Minguou o tempo, o relógio parou. Nesse estado de quase morte em que se permite, a oportunidade já passou e afagou seus cabelos castanhos mais de uma vez. Você nem percebeu. Agora estende a mão, tenta agarrar algo invisível, não segue uma linearidade lógica. Oh, não...

Eu me omiti em opinar. Eu esperei, pacientemente, que pusesse ordem em suas prioridades. Eu fiquei aqui, permaneci aqui até que tomasse a frente, até que discernisse. Foi aguarde em vão, tempo sem frutos.

Nessa manhã de inverno, agora, nem o anjinho eterno da fonte envelhecida poderá lhe indicar o rumo correto. Eu, espectro, posso acariciar seu nariz arredondado, mas nem esquentar suas orelhas, nem nada mais. Minha voz está para sempre inaudível, minha imagem transfigura-se diante de sua visão incrédula.

A dor lhe tornou uma estátua de amarguras.


17 de junho de 2011

Manual simplificado do amor

São uma da manhã e minha xícara está cheia. Minha vida está vazia? Devo esquecer algumas pessoas do caminho?

A receita não está pronta. Alguém esqueceu de anotar a quantidade de farinha. E agora? Como vou preencher a lacuna? Parece-me que alguém riscou uma anotação importante aqui, o que estava escrito por debaixo? Como vou completar o sentido?
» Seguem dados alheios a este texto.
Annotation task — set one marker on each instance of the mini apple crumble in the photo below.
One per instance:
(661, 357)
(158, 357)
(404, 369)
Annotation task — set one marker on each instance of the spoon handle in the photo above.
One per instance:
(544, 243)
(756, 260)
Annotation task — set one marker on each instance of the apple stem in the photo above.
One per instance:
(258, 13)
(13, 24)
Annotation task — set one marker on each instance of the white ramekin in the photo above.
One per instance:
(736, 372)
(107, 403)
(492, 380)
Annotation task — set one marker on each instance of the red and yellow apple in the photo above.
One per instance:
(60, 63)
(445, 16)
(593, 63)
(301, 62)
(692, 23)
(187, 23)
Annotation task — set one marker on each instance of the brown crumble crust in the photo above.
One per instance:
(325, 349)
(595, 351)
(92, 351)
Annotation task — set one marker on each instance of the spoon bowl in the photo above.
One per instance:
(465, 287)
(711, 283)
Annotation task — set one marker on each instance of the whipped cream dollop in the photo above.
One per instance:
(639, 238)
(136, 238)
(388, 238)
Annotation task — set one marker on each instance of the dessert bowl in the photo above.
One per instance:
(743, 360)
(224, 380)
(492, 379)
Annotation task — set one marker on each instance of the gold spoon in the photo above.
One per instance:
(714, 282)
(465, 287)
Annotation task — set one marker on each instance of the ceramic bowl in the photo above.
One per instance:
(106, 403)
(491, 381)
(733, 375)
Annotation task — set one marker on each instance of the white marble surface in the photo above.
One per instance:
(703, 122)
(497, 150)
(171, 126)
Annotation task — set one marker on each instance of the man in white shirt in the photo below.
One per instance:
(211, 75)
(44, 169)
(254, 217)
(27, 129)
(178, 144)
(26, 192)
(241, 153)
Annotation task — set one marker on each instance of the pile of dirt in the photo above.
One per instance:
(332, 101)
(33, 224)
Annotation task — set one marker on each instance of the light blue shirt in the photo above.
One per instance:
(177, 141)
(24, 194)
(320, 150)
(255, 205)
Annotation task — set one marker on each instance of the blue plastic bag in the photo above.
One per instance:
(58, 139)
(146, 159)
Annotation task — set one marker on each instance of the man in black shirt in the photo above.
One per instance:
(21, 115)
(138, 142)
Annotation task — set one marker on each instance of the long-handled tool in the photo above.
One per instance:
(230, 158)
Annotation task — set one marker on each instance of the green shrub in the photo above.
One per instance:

São uma da manhã e meu cigarro está inteiro. Estou acabado, então? Devo reler algumas mensagens no celular?

Latejante é a saudade de quem está distante. Será que aguardo em vão? Haverá outro a esperá-lo no saguão? Latente são sentimentos recentemente expostos. Dilemas e corrupções, será que haverá recompensa para minha espera[nça]?

É que nesse tempo todo eu não aprendi a depositar confiança em um corpo apenas. É que, pelos caminhos da vida, eu entendi que os outros iriam me puxar para baixo. Por isso que eu ando tão distante do chão, por isso eu tenho o meu próprio pique. Aqui, só eu me escondo. Fiz certo?

É que, de repente, na iminência da mudança, apareceu-me esse dilema. Fruto da corrupção. Fruto do encontro desprevenido, da literatura dos olhos, da respiração mútua e desconfiada. Ainda sim, da correspondência confiante. E agora você está debaixo do meu travesseiro. Por cima da minha cama.

O ritmo me anima, eu não consigo pregar os olhos. Fiz o certo? E agora, o que virá no dia de amanhã? Parece-me que acordo e sua imagem ainda está aqui. Sim, ela não quer se desprender e eu não quero soltá-la. É uma querência mútua. É uma querência mútua? Essa vibração em uníssono. Por um momento, somos apenas de nós.

Eu acho que posso dizer – estou feliz. Eu acho que é possível avistar que, embora o futuro seja embaçado, a satisfação é concreta. Não, não deveremos medir o tempo pelo relógio. Vou rasgar o calendário. Não fará sentido contar os dias enquanto persistir a atenção. Enquanto perdurar o beijo, os ponteiros estarão pausados.